Perhaps the most exciting function is the system’s ability to emulate any other motion-based controller. This allows games designed specifically for the Nintendo Wii motion controller to be brought to any other format. In a market where game development budgets can run into tens of millions of dollars, being able to publish a game on multiple formats has become essential for publishers to recoup their investment.

Developed by the innovators behind the Gametrak controller, In2Games, and scheduled for release Q3-2007, this plug-and-play system will offer publishers and gamers consistent motion sensing control across all formats. As such, games that benefit from enhanced gameplay through motion sensing can be enjoyed by a far larger audience, not restricted to one console.

Unlike existing products and technologies, In2Games’ Fusion system does not rely upon the gamer pointing a controller at the screen or restrict the gamer to limited movements. Instead, it combines patent-pending ultrasonic and RF technologies with 3-axis accelerometers to track the precise absolute position and orientation in 3D space of almost any wireless accessory such as golf clubs, baseball bats, tennis racquets, and bowling balls.

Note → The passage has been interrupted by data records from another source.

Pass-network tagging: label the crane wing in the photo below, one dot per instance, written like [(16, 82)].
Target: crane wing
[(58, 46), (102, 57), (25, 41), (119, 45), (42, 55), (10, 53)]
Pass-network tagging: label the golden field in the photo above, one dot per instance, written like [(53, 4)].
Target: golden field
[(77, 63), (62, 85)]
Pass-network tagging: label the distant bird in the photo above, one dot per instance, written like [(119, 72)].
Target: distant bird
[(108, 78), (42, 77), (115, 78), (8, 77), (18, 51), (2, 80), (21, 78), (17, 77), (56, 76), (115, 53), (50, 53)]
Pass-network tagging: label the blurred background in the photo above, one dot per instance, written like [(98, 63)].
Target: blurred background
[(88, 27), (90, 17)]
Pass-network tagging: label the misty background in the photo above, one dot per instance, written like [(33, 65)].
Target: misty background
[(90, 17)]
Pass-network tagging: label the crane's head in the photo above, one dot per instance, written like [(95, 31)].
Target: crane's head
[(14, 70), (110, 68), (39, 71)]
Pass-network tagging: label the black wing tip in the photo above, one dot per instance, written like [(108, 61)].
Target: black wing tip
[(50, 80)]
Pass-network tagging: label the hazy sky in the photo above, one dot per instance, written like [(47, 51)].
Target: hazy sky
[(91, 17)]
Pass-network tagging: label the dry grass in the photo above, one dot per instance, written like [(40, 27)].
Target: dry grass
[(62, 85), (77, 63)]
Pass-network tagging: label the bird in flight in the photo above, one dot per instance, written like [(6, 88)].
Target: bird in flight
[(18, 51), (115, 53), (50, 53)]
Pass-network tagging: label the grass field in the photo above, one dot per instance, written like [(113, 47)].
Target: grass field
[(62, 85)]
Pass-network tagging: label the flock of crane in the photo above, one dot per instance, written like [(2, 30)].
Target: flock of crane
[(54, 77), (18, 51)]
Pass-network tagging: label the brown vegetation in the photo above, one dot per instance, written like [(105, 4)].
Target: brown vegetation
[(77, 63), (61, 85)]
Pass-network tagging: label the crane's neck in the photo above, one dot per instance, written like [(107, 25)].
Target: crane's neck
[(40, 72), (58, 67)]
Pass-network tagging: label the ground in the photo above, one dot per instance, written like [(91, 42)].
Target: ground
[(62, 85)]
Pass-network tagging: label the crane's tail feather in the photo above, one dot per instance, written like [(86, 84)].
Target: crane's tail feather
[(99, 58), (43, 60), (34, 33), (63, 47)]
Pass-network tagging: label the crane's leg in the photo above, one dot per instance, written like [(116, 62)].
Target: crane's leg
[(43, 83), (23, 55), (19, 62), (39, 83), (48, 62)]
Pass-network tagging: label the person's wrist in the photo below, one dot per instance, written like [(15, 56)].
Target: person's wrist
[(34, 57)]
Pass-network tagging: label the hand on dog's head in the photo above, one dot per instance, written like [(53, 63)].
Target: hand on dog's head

The technology can be integrated into any input device. Developers have begun exploring ways of using the system, even modifying existing joypad controllers to accommodate true 3D motion sensor technology – with some truly revolutionary ideas:

Sports:

  • throw the first pitch of the World Series
  • dribble, shoot and dunk on the basketball court
  • swing a golf club and watch the ball soar down the fairway
  • swing a tennis racquet and unleash forehands, backhands and smashes

Action

  • run, jump, aim and shoot in a shooting game
  • toss a grenade at enemy forces

Fighting

  • throw a punch or rapid combination of punches

The unit will feature a baton-style wireless handset and a base station which is connected to the console via a USB port. The handset can be used on its own, or with add-on accessories such as tennis racquets, bowling balls, golf clubs and guns to enhance the gameplay experience.

“It’s great that the world is waking up to motion sensor gaming,” says Elliott Myers, Managing Director, In2Games. “Since we launched the world’s first 3D motion-sensing games back in 2004, we’ve been developing this system for the next generation. Our goal is to allow everyone to enjoy this wholly immersive way of playing games, regardless of which gaming platform they own. We’ve got the best technology, with incredible functionality allowing developers to produce exciting new games specifically for the system – taking advantage of its unique features - or to allow titles which use motion sensing to be published on any platform. It’s an exceptional proposition – for the industry and for consumers. We can’t wait to begin showing it off.”

Michael French, editor of Develop Magazine recently saw a prototype and concluded: “This kind of technology could level the playing field and have a serious impact on the direction of the next generation console market.”